ESPN Prepares To Tell 'Full Story' Of Brazil World Cup, Will Spotlight Mexico, Brazil
ESPN's World Cup Coverage
By The Numbers
- 2 – host sets at Clube dos Marimbas used by ESPN and ESPN International.
- 15 – World Cup rosters for English-language TV pundits.
- 25 – cameras at host set location.
- 29 – English-language on-air commentators (hosts, match commentators, analysts, reporters).
- 43 – World Cup matches collectively played by ESPN’s English-language pundits.
- 64 – matches across ESPN, ESPN2 and ABC.
- 80 – Spanish-language on-air commentators covering the World Cup for ESPN Deportes, and ESPN Int'l networks in Mexico, Argentina, Columbia, etc., across TV and audio platforms.

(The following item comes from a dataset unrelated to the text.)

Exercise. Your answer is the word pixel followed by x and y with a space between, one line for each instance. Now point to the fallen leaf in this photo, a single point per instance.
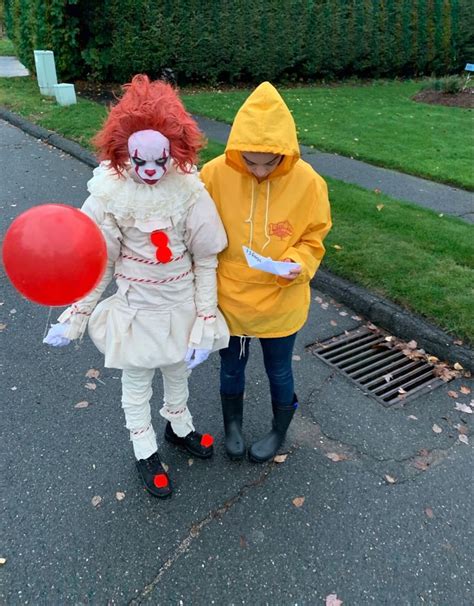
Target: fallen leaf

- 290 – original World Cup programming hours across ESPN’s English-language TV networks.
- 300 – approximate number of ESPN (U.S. and int'l) production personnel in country.

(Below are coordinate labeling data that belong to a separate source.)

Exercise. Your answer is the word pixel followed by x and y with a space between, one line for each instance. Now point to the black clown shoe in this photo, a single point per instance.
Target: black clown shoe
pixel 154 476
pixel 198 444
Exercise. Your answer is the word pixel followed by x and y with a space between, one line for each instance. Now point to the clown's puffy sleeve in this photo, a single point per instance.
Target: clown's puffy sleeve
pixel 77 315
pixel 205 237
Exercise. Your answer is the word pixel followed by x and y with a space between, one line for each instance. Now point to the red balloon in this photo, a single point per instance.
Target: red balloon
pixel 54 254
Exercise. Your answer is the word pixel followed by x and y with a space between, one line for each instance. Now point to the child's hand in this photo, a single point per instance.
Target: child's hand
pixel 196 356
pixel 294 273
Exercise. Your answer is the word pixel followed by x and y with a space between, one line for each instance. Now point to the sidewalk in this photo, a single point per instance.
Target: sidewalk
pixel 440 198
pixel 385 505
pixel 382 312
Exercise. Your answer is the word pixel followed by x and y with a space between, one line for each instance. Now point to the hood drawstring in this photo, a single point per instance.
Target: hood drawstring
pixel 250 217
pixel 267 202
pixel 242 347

- 9,500 – Estimated miles A1 commentator team (Ian Darke and Taylor Twellman and/or Steve McManaman) will travel during the group stage.
- 12,200 – Length (in miles) of fiber cable ESPN is using to move content across different locations in and to Brazil and the U.S.

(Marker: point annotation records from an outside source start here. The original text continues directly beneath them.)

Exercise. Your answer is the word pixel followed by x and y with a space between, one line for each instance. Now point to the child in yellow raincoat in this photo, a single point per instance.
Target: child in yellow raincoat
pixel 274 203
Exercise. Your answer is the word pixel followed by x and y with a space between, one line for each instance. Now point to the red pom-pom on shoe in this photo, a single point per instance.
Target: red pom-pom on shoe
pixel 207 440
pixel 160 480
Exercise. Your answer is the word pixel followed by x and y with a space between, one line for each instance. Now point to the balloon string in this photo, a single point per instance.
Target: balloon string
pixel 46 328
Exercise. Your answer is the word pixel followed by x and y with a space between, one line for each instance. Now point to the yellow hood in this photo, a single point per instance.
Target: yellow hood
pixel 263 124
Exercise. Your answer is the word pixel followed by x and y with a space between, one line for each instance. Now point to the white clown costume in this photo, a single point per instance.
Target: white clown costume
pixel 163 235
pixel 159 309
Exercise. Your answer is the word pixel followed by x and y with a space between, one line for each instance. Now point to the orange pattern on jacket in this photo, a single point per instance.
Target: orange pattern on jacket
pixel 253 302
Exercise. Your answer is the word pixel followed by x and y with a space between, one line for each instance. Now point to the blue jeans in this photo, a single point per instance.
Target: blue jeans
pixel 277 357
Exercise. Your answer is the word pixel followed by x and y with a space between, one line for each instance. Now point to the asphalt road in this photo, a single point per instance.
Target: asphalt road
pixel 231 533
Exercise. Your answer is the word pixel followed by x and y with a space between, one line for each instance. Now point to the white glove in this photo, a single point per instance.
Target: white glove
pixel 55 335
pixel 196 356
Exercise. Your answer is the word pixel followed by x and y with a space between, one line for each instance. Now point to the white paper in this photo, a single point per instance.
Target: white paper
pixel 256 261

LONG TIME COMING:ESPN’s preparations for the 2014 World Cup started several years ago. The preparations, which were headed by Exec Senior VP & Exec Producer Jed Drake and his team, included extensive collaboration with colleagues from ESPN Brasil. Guglielmino said that the network’s Brazilian-based subsidiary has been a tremendous help in getting things done, including securing the set location on Rio’s Copacabana Beach. Compared to the 2010 World Cup in South Africa, ESPN's coverage will be more extensive, especially in terms of hours it will produce. There will also be more original content. ESPN Films is producing football-related pieces that will air leading up to the World Cup. “Some of it club-based, some of it is national-team based,” Guglielmino said.
THE OTHER SIDE:While it has been more than 60 years since Brazil last hosted World Cup finals, the build-up of the event has caused both jubilation and chaos in the host nation. During last year’s Confederations Cup, social unrest and protests over stadium construction costs overshadowed on-field performances. Guglielmino, who referred to Brazil as the spiritual home of football, said that the Confederations Cup experience has helped the network prepare for whatever might happen this summer. “We are going down there to really chronicle the World Cup as it happens,” he said. “And we will obviously be ready to cover anything else that happens and to treat that appropriately for our audiences back here in the U.S.” In addition, ESPN will use programs such as Outside The Lines to cover off-field aspects and controversial issues surrounding the tournament.